Where the domestic demand \({d}_{r}^{i}\) refers to sector i needed in province r; \({a}_{201{2}_{r}^{i}}\) is the technical coefficients for 2012 for sector i needed in province r; \({x}_{201{5}_{r}^{i}}\) is the output of sector i in province r. \({z}_{201{2}_{r}^{i}}\) and \(t{d}_{201{2}_{r}^{i}}\) are the intermediate demand and total demand for sector i of province r for 2012. \({z}_{r}^{i\ast }\) and \(t{d}_{r}^{i\ast }\) are preliminary intermediate demand and total demand, where the star * indicates the preliminary. \(n{d}_{201{5}^{i}}\) is the national demand for sector i in 2015; \(i{m}_{r}^{i}\) is the import for sector i of province r. It is worth noting that the technical coefficients for 2012 were used because the sector classification in the 2012 tables is the same as used in the 2015 tables, while a different classification is used in the 2017 tables (discussed in Table S1). However, choosing different technical coefficients can generate different estimated total demands which lead to different MRIO tables. Therefore, more investigation is needed to address how total demand for each province can be estimated.
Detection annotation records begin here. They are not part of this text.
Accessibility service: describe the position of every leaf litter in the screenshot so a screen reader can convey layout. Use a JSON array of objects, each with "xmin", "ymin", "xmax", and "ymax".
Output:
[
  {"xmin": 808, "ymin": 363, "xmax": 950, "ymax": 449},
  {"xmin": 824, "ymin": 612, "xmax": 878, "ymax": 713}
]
Disaggregating demand and supply

Once domestic supply and demand are established through the above step, we disaggregate the domestic supply and demands by the cross-entropy model (CE), shown in Fig. 3. The cross-entropy model (CE), as mentioned above, is used to obtain the distribution which is closest to the prior information as well as taking into account the given constraints. For a given product or sector, several numeric equations reflect the supply-demand balance, which are constraints in the CE model: (1) the self-supply should be equal to the self-demand for the same provinces; (2) the row sum of Sd and SO should be identical with the domestic supply S. Correspondingly, the row sum of DD and DO should conform with the domestic demand D; (3) the column sum of SO for all provinces should be equal to the column sum of DO for all provinces, as all products giving out are equal to all products received within a certain boundary. Mathematically, this can be shown as:

$${\rm{\min }}\;{\rm{C}}\left({\rm{P| | Q}}\right)={\sum }_{i}\,{\sum }_{r}\,{{\rm{p}}}_{ir}\cdot ln\left(\frac{{{\rm{p}}}_{ir}}{{{\rm{q}}}_{ir}}\right)$$
(4)
Fig. 3
figure 3

The matrix of supply and demand. For each province, the domestic supply(S) consists of self-supply (SD) and supply to other provinces (SO), whilst domestic demand (D) includes locally supplied demand (DD), and demand from other provinces (DO).

Subject to:

$${\sum }_{i}{\sum }_{j}\left({{\rm{p}}}_{ir}^{{\rm{SD}}}+{{\rm{p}}}_{ir}^{{\rm{SO}}}\right)=1;$$

(the distribution of all supply is equal to 1)

\(\sum _{i}\sum _{r}({{\rm{p}}}_{ir}^{{\rm{DD}}}+{{\rm{p}}}_{ir}^{{\rm{DO}}})=1;\)

(the distribution of all demand is equal to 1)

$$\sum _{r}\,{p}_{i}^{{\rm{SO}}}\times {s}_{i}=\sum _{r}{p}_{i}^{{\rm{DO}}}\times {d}_{i};$$

(the column sum of SO is equal to the sum of DO)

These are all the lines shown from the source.